SpaceX got very close to launching the final "Block 5" version of its Falcon 9 rocket for the first time Thursday, but the mission is now delayed until Friday afternoon at the earliest.
Just about a minute before scheduled liftoff at 5:47 p.m. ET, the launch computer aborted blastoff shortly after it entered its startup mode. We're still waiting to find out the cause, but such an error is a safeguard and not that unusual.
The rocket was set to carry the Bangabandhu satellite-1, the first satellite for Bangladesh, into orbit from Kennedy Space Center in Florida.
Block 5 represents the final suite of upgrades to its workhorse launch system that CEO Elon Musk says is designed to be flown up to 100 times.
Before the launch, Musk said in a call with reporters that he was "stressed" and that orbital rockets are hard enough, but building one that can fly 100 times is "crazy hard."

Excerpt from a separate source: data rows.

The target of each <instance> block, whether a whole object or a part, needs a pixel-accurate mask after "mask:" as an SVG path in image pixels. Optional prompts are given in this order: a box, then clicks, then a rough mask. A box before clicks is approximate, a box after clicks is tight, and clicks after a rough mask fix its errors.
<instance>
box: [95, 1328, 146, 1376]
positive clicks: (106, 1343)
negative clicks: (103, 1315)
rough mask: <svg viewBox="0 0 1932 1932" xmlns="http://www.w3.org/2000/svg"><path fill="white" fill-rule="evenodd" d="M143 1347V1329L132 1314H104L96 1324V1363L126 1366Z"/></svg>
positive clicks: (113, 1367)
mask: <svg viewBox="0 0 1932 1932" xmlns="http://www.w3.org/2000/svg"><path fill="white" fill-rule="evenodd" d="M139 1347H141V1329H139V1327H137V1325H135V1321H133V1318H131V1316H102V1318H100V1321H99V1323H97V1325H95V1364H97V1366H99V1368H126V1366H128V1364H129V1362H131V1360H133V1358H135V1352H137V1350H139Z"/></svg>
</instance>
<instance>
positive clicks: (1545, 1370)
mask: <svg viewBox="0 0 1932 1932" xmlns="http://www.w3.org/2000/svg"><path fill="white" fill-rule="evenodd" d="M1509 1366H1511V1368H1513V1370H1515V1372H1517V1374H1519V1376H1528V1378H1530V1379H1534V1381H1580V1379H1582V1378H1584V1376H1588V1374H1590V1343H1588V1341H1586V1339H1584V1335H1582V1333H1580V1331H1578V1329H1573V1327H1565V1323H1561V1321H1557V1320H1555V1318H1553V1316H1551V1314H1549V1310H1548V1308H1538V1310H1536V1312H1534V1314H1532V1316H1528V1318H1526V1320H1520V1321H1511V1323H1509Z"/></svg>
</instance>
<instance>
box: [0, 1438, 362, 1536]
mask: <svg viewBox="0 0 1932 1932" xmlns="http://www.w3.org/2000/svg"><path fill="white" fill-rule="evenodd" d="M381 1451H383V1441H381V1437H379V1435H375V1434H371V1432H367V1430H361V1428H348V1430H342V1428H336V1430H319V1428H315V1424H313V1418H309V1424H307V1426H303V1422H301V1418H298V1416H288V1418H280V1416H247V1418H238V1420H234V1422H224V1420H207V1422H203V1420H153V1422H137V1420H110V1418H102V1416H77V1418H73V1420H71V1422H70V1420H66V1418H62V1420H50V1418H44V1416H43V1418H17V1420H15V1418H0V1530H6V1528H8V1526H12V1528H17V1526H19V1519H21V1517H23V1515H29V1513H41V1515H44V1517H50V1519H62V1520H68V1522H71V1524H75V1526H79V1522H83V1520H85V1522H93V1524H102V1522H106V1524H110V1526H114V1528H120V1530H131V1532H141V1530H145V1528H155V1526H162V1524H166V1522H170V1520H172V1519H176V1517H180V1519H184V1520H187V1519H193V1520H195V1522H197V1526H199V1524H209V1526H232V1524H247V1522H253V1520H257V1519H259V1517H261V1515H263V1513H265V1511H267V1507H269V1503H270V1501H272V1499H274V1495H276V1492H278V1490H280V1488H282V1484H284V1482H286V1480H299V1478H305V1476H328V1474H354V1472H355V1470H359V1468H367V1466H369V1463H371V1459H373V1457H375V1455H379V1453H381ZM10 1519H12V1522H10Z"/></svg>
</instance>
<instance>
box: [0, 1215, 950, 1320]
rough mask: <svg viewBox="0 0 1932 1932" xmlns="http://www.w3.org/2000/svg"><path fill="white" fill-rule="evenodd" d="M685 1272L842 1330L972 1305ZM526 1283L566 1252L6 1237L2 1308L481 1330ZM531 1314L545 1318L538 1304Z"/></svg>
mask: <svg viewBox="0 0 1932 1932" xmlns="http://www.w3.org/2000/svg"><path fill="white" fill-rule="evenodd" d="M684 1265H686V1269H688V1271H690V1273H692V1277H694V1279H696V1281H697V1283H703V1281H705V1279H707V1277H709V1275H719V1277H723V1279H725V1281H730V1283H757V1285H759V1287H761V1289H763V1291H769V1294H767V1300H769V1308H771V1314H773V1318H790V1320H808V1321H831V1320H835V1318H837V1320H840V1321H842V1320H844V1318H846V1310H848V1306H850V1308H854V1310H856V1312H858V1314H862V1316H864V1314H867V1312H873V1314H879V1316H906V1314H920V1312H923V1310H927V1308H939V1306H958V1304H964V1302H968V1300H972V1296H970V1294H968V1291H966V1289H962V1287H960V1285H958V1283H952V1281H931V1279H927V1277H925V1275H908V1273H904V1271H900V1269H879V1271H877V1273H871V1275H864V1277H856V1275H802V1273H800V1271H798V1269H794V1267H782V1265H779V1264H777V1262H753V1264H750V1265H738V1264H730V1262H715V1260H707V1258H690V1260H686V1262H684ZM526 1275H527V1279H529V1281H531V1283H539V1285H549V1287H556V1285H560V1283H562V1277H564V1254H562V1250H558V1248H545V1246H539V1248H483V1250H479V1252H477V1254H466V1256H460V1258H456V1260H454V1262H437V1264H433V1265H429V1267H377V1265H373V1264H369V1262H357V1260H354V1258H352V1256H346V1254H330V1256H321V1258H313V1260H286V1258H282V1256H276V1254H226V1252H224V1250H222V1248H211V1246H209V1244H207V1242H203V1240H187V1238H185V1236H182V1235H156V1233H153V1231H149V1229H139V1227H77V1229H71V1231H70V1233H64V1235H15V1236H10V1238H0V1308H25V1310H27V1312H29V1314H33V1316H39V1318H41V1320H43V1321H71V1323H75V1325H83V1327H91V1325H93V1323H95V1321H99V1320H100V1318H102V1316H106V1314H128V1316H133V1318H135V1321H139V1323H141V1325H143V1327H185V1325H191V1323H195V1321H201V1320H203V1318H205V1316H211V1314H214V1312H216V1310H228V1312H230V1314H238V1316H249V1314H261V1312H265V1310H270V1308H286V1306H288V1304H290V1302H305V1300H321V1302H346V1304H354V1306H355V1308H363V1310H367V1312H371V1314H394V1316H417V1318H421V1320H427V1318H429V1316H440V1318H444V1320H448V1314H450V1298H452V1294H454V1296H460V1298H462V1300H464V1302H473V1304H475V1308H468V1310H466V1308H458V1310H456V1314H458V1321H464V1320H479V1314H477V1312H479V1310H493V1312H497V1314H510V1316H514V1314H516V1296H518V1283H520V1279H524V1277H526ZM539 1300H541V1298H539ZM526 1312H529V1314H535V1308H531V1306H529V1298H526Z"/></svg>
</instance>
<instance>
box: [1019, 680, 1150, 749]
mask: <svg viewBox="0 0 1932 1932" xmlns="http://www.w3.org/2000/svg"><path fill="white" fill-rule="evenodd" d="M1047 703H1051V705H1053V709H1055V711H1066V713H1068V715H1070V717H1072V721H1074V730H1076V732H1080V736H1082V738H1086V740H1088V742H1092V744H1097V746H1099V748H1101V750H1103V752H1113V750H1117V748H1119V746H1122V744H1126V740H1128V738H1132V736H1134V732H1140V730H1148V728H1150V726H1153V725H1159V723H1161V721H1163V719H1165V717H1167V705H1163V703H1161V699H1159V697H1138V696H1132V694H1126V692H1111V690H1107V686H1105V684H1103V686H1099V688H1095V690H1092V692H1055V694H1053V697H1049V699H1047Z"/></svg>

Musk said he'd like to see a single Block 5 rocket fly three or four times by the end of 2018. The SpaceX founder also said he hopes to demonstrate that the same rocket can be launched, landed and then launched again with 24 hours.
Such turnaround time would be unprecedented, like much of what SpaceX has accomplished in the past few years.
Whether a single Block 5 rocket ever does fly 100 times remains to be seen. Musk says the model will likely be retired after about 300 flights and that SpaceX plans to build 30 to 50 Block 5 rockets. With that many laying around, it seems unlikely any will need to fly 100 times before the company moves on to its next big thing, the "BFR" rocket Musk hopes will take humans around the world, to the moon and Mars.
But for this week, SpaceX and Musk are focused on just getting Block 5 off the ground the first time. They'll have a chance to try again Friday, when the launch window of about two hours opens at 4:14 p.m. ET.